“It is only by following your deepest instinct that you can lead a rich life. If you let your fear of consequence prevent you from following your deepest instinct, then your life will be safe, expedient and thin.”
– Katharine Butler Hathaway
In the 1991 movie “City Slickers,” the tough-as-nails cowboy played by the late Jack Palance engages Billy Crystal’s character – mired in a mid-life crisis – in a discussion about life and happiness.
“The secret to life is only one thing,” says Palance’s wise and wizened cowboy, Curly.
“What?” asks Crystal’s character.
“That’s what you’ve got to figure out,” says Curly.
I’ve seen the movie more than once, and I always get a kick out of that line: It speaks to the idea that one secret to happiness is to find something you’re passionate about and then to doggedly pursue it.
Good advice, I believe, but easier said than done.
To me, it seems a two step challenge. First, you have to discover your true passion. Then, you must muster the courage to pursue it.
Some people make the discovery at an early age; equally important, they act on it.
In his autobiography Lucky Man, the actor Michael J. Fox says he knew as a youngster that he wanted to be an actor. Indeed, by age 14 or so he was starring on Canadian TV, and then at 18 he skipped college to move to Los Angeles to pursue his passion. He was enormously successful.

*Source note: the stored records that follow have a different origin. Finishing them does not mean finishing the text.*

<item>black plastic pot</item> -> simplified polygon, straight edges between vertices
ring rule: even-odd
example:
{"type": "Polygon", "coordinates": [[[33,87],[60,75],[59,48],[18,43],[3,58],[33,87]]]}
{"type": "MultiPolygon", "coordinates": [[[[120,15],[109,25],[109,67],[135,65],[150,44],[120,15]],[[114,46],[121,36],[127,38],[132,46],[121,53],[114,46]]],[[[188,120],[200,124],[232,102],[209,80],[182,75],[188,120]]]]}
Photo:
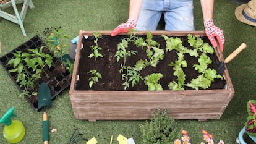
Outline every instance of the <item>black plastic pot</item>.
{"type": "MultiPolygon", "coordinates": [[[[0,57],[0,62],[4,67],[7,74],[11,78],[16,85],[17,88],[20,91],[23,90],[22,88],[20,88],[19,83],[16,82],[17,74],[15,72],[10,72],[9,70],[13,69],[12,65],[7,65],[9,61],[14,57],[13,53],[15,53],[15,51],[21,51],[22,53],[27,51],[28,49],[38,49],[41,46],[44,46],[44,51],[45,53],[50,53],[47,46],[43,43],[41,38],[36,35],[33,38],[31,38],[25,43],[21,44],[15,49],[10,51],[9,53],[0,57]]],[[[48,78],[45,78],[43,75],[41,78],[35,82],[35,87],[32,89],[31,92],[37,92],[39,86],[43,82],[47,83],[51,90],[51,99],[54,100],[55,98],[60,94],[62,91],[69,87],[70,85],[71,75],[69,71],[65,68],[62,70],[59,70],[59,69],[62,67],[61,61],[58,57],[53,56],[53,62],[51,64],[51,67],[45,67],[44,70],[48,74],[49,77],[48,78]]],[[[30,69],[28,68],[28,71],[30,69]]],[[[30,71],[32,71],[30,70],[30,71]]],[[[43,75],[41,74],[41,75],[43,75]]],[[[28,102],[31,104],[33,109],[35,111],[40,111],[38,108],[37,96],[32,96],[31,98],[25,98],[28,102]]]]}

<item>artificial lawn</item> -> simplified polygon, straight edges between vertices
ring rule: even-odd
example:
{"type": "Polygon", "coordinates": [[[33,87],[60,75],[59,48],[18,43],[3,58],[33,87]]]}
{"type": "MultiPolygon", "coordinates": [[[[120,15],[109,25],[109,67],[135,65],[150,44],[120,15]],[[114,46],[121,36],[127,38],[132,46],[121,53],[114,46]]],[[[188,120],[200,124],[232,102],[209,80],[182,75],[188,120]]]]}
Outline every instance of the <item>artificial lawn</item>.
{"type": "MultiPolygon", "coordinates": [[[[33,1],[35,8],[28,9],[24,21],[27,37],[22,35],[19,25],[0,19],[0,41],[4,56],[36,35],[42,36],[46,28],[61,27],[67,35],[75,37],[80,30],[111,30],[128,17],[129,1],[125,0],[75,0],[33,1]]],[[[197,120],[177,120],[180,129],[187,130],[192,143],[203,141],[202,129],[211,132],[215,143],[223,140],[225,143],[234,143],[236,138],[246,121],[246,103],[255,99],[256,56],[255,41],[256,28],[238,21],[234,11],[239,4],[230,1],[216,0],[215,4],[214,21],[224,33],[226,43],[223,56],[236,49],[242,42],[247,48],[227,64],[235,90],[235,95],[220,119],[198,122],[197,120]]],[[[18,8],[20,9],[21,6],[18,8]]],[[[10,12],[12,9],[4,10],[10,12]]],[[[200,1],[194,1],[195,28],[203,30],[200,1]]],[[[71,40],[71,39],[70,40],[71,40]]],[[[67,43],[69,41],[67,41],[67,43]]],[[[68,49],[67,49],[68,51],[68,49]]],[[[12,106],[16,108],[17,119],[22,121],[26,135],[20,143],[41,143],[42,112],[34,111],[28,103],[17,96],[20,92],[2,66],[0,66],[0,115],[12,106]]],[[[132,137],[140,143],[139,124],[144,121],[88,121],[74,119],[68,90],[57,96],[53,106],[48,108],[49,125],[58,129],[50,133],[51,143],[67,143],[73,131],[79,129],[83,138],[93,137],[98,143],[109,143],[113,135],[113,144],[118,143],[116,138],[121,133],[132,137]]],[[[0,132],[4,125],[1,125],[0,132]]],[[[0,143],[7,143],[0,133],[0,143]]],[[[85,143],[81,142],[78,143],[85,143]]]]}

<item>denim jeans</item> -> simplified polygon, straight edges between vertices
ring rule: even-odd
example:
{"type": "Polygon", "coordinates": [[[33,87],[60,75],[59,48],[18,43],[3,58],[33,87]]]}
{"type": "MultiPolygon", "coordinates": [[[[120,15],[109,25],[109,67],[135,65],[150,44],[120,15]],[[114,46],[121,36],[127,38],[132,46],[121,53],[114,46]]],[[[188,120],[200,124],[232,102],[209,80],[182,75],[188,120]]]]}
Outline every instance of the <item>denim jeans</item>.
{"type": "Polygon", "coordinates": [[[193,0],[143,0],[136,28],[155,30],[164,15],[166,30],[194,30],[193,0]]]}

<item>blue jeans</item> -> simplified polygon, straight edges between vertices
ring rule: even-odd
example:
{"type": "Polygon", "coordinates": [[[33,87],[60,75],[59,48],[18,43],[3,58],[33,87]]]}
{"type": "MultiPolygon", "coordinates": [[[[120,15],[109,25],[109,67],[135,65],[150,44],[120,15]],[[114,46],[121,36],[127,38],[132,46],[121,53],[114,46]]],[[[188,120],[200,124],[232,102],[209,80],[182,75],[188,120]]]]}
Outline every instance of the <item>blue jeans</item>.
{"type": "Polygon", "coordinates": [[[143,0],[136,28],[155,30],[163,12],[166,30],[195,30],[193,0],[143,0]]]}

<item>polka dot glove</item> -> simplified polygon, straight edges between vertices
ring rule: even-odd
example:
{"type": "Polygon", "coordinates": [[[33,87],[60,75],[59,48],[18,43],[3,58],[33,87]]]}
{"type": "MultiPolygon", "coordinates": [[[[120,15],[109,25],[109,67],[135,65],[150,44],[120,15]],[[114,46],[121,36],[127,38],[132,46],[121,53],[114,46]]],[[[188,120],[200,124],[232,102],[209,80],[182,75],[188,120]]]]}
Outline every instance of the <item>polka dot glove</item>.
{"type": "Polygon", "coordinates": [[[118,25],[112,31],[111,36],[115,36],[119,33],[127,33],[129,29],[135,28],[136,25],[137,23],[134,20],[128,19],[126,23],[118,25]]]}
{"type": "Polygon", "coordinates": [[[225,42],[223,32],[214,25],[212,19],[204,20],[203,24],[205,25],[205,33],[211,41],[211,44],[214,47],[217,47],[218,43],[215,39],[216,37],[221,51],[223,51],[224,43],[225,42]]]}

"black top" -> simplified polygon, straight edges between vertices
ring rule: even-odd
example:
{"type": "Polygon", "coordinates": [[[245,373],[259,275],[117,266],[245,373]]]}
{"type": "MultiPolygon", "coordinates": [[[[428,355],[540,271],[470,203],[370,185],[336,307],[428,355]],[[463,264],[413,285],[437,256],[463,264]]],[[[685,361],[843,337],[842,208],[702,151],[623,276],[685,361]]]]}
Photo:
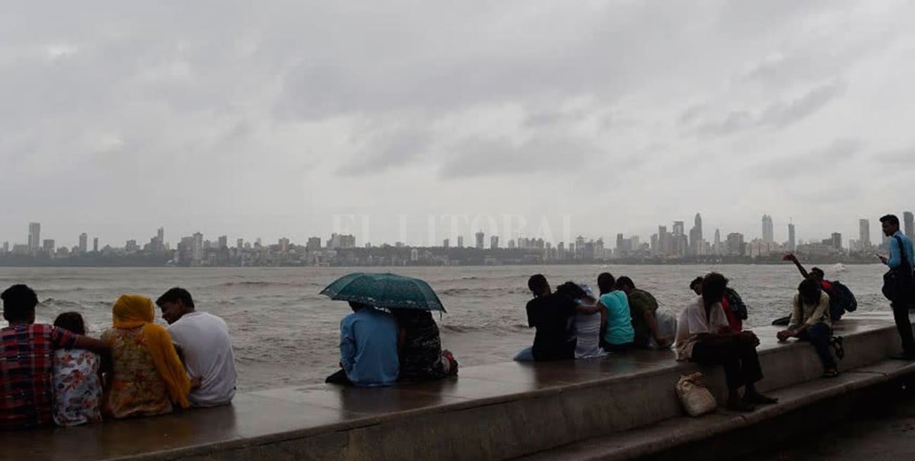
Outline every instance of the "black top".
{"type": "Polygon", "coordinates": [[[552,294],[527,303],[527,323],[537,328],[532,352],[534,360],[575,359],[576,338],[571,333],[577,305],[571,298],[552,294]]]}

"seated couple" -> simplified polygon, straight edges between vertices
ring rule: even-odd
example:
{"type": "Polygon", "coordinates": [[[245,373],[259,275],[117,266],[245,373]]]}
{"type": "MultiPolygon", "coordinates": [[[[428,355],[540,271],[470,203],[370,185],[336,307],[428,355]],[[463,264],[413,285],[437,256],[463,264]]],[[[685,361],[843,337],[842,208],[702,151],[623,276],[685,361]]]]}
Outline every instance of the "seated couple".
{"type": "Polygon", "coordinates": [[[533,275],[528,288],[534,298],[526,309],[528,325],[536,328],[533,346],[514,359],[593,359],[605,356],[608,350],[670,346],[669,338],[675,328],[670,328],[668,336],[661,333],[671,322],[659,325],[656,321],[658,305],[651,294],[636,289],[628,277],[618,282],[608,273],[597,277],[597,285],[599,297],[572,282],[554,293],[546,277],[533,275]]]}
{"type": "Polygon", "coordinates": [[[391,309],[388,314],[355,302],[350,306],[353,313],[340,322],[340,370],[325,382],[372,387],[458,375],[458,361],[442,350],[431,312],[391,309]]]}
{"type": "Polygon", "coordinates": [[[727,279],[711,273],[702,280],[702,295],[680,313],[677,328],[677,359],[701,365],[722,365],[727,383],[727,407],[751,412],[756,404],[776,403],[756,389],[762,370],[756,347],[759,339],[748,330],[736,331],[727,321],[721,300],[727,279]],[[739,391],[744,388],[743,396],[739,391]]]}

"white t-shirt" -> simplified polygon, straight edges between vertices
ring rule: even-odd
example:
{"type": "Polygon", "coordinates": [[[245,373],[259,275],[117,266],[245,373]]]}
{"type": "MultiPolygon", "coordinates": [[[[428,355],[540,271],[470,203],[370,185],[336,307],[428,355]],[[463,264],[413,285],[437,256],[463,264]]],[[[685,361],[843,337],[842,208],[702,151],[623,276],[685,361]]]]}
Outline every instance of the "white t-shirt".
{"type": "Polygon", "coordinates": [[[705,305],[702,296],[686,306],[677,321],[677,359],[688,360],[693,357],[695,338],[702,333],[716,334],[722,327],[728,327],[727,316],[721,303],[715,303],[705,318],[705,305]]]}
{"type": "Polygon", "coordinates": [[[231,402],[237,376],[225,321],[206,312],[191,312],[169,325],[168,333],[184,352],[188,375],[200,380],[200,387],[190,391],[190,403],[216,406],[231,402]]]}

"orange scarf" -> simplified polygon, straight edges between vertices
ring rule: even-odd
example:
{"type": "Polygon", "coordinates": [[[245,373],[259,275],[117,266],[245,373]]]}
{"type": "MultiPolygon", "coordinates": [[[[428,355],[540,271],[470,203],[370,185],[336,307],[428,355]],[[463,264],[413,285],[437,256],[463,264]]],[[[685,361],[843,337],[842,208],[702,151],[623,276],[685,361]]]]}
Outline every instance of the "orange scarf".
{"type": "Polygon", "coordinates": [[[190,380],[184,370],[184,364],[178,357],[168,330],[156,325],[153,301],[139,295],[124,295],[114,302],[112,309],[116,328],[143,327],[143,340],[153,359],[156,370],[166,381],[173,403],[188,408],[190,380]]]}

Similarly, Larry King’s 7th grade yearbook announces his life ambition to be a “radio announcer.” According to King’s autobiography, A Remarkable Journey, a father figure brushed aside King’s talk of working in radio, urging him instead to accept a job working in his factory after high school. King ignored the advice and pursued his passion, becoming one of the great media personalities in U.S. history.
While not everyone who pursues his or her dream ends up happy, at least they took a shot. Most of us never even chase the dream.
For some of us, we never discover our true passion; for others, we find the dream but not the courage to pursue it. Either way, we’re usually too busy playing out roles expected of us: getting married, working a regular job, paying down a mortgage, raising children.
Of course, there are great joys to be had living a simple life, finding stable work and raising a family. It’s the life I’ve chosen, and the rewards are many. Also, not all passions require running away to join the circus or abandoning your day job: it could be as simple as learning to play a musical instrument or diving into that hobby you’ve quietly dreamed of trying.
Whether the dream is large or small, it’s worth pursuing, as it is the very act of living. My wish is that we all find the courage to discover and pursue what is truly, deeply in our hearts.